- Insolvency Insider UK
- Posts
- Court sanctions Argo Blockchain’s Part 26A plan, clearing path for debt-for-equity reset and delisting
Court sanctions Argo Blockchain’s Part 26A plan, clearing path for debt-for-equity reset and delisting

The High Court has sanctioned Argo Blockchain plc’s restructuring plan under Part 26A of the Companies Act 2006, completing a recapitalisation process that began in October as the crypto miner confronted prolonged industry volatility and mounting financial strain. The ruling, delivered on 10 December, gives legal effect to a compromise that converts Argo’s senior notes into equity, transfers control to its secured lender Growler Mining Tuscaloosa LLC, and removes the company from the London Stock Exchange’s Main Market.
Argo launched the Part 26A process after sustained pressure from falling bitcoin prices, uneven revenues, and rising energy costs tied to its large scale Quebec mining operation. The Court granted permission to convene creditor and shareholder meetings on 6 November, setting the plan on a fast-track timetable that moved through November and into December. Argo described the plan as a route to a rebalanced capital structure that would allow the dual-listed company to stabilise liquidity while preserving its Nasdaq presence.
At meetings held on 2 December, all three classes overwhelmingly approved the plan. Shareholders supported it with 81.7% of votes cast. Noteholders representing 100% in value voted in favour. Growler, the sole secured lender, also voted 100% in favour.

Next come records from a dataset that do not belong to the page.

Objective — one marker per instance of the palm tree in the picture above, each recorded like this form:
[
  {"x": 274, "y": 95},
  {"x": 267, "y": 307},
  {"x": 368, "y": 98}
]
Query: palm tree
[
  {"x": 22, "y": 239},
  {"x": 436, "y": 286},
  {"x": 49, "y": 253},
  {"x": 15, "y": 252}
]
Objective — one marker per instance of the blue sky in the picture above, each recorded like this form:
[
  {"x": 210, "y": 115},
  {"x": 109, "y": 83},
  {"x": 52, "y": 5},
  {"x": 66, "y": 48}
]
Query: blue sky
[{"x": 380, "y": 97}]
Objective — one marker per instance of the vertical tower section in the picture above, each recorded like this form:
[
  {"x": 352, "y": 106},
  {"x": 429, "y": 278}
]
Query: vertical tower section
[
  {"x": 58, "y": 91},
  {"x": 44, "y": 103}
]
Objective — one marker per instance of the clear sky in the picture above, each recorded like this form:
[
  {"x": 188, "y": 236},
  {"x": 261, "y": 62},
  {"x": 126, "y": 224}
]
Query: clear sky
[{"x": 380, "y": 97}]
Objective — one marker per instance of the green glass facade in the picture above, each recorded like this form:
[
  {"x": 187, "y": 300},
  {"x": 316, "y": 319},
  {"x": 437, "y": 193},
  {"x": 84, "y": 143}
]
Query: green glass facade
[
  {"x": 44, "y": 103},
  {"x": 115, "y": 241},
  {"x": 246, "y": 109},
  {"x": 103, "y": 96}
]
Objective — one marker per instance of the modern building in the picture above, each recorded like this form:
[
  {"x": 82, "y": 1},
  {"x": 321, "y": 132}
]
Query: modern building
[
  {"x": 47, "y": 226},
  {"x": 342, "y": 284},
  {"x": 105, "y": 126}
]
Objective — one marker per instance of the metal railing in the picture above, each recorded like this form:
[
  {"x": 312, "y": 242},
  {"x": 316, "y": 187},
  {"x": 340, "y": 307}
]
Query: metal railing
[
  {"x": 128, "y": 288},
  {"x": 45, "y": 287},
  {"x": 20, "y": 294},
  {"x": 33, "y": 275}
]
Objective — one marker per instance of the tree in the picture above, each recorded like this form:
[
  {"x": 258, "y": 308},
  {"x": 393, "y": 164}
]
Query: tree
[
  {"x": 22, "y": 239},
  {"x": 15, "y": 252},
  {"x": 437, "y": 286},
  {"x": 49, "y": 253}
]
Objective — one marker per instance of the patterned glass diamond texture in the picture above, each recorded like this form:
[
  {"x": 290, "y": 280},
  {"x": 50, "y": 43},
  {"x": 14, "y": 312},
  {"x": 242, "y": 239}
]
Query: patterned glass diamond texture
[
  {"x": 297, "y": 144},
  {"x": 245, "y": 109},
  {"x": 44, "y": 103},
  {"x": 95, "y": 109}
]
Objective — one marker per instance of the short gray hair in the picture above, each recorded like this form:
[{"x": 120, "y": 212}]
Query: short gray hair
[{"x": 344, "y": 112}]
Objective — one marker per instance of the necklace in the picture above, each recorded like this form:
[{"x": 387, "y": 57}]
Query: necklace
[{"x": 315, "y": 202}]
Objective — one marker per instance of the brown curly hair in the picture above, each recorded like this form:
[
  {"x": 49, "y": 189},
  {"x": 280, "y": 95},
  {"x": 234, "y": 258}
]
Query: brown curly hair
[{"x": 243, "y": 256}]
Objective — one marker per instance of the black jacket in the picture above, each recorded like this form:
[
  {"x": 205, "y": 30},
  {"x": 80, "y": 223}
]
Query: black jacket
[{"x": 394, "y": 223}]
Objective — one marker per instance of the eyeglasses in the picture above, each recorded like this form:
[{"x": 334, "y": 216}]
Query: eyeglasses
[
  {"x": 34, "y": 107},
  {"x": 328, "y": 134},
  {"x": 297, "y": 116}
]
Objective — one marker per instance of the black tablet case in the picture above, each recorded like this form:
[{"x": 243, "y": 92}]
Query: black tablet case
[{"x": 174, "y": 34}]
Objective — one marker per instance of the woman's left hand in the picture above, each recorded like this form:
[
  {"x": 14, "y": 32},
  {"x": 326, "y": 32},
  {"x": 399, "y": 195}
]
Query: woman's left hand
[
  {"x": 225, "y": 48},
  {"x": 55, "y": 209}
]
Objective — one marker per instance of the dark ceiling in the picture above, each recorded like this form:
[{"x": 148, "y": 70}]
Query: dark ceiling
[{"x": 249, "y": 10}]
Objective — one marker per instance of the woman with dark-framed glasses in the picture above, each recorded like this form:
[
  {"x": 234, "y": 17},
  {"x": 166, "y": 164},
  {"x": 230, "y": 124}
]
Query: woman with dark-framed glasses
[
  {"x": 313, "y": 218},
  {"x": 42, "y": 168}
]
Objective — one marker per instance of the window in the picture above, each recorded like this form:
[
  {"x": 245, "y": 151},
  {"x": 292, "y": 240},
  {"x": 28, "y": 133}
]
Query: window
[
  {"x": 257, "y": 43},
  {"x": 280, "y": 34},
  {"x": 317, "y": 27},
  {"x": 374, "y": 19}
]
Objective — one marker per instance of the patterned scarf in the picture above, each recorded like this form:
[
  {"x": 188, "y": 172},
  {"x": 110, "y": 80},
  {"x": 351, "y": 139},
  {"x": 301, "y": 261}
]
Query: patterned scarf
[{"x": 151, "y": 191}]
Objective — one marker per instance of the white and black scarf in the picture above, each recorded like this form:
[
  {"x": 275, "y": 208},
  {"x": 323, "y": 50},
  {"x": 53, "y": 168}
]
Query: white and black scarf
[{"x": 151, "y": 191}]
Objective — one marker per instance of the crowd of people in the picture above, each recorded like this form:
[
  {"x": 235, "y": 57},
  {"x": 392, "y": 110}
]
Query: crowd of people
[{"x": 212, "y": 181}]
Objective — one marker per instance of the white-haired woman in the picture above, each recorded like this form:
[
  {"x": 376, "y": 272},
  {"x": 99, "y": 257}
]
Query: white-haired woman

A separate general meeting approved a Rule 9 waiver permitting Growler to receive a controlling equity stake without triggering a mandatory takeover offer.
The Court heard submissions from Argo, Growler, and the Court-appointed Retail Advocate at a sanction hearing on 8 December. The matter was adjourned for judgment to 10 December, when the Court confirmed it would sanction the plan. Trading in Argo’s London listed shares will end on 11 December and delisting will take effect on 12 December.
Implementation now shifts to a large-scale issuance of new equity. The plan provides for 2,885,767,520 new ordinary shares to be issued to a JPMorgan Chase Bank nominee for allocation to bondholders in exchange for the retirement of Argo’s 8.75% senior notes due 2026. A further 25,250,465,800 new shares will be issued to Growler’s nominee in consideration of its debt conversion, the transfer of Growler USCo Inc, and the provision of exit capital, as well as the release of its security package. Growler representative Ralfe Hickman will join the board as a director on 12 December.
Chief executive officer Justin Nolan said the plan leaves Argo with a recapitalised balance sheet, upgraded power infrastructure, and additional mining equipment supplied through the Growler transactions. The restructuring also ensures that Argo maintains its Nasdaq listing, which the board has described as central to its future strategy. Growler manager Stan Pate said the restructuring provides the foundation for a more robust mining and energy infrastructure business.
Argo relied on exemptions under the US Securities Act, including Section 3(a)(10), to issue securities under the plan without registration. The company had flagged this strategy when it launched the process, citing the need for a multi-jurisdictional solution suited to its London and Nasdaq investor base. The plan now becomes one of the most prominent crypto sector restructurings completed under the UK’s Part 26A regime.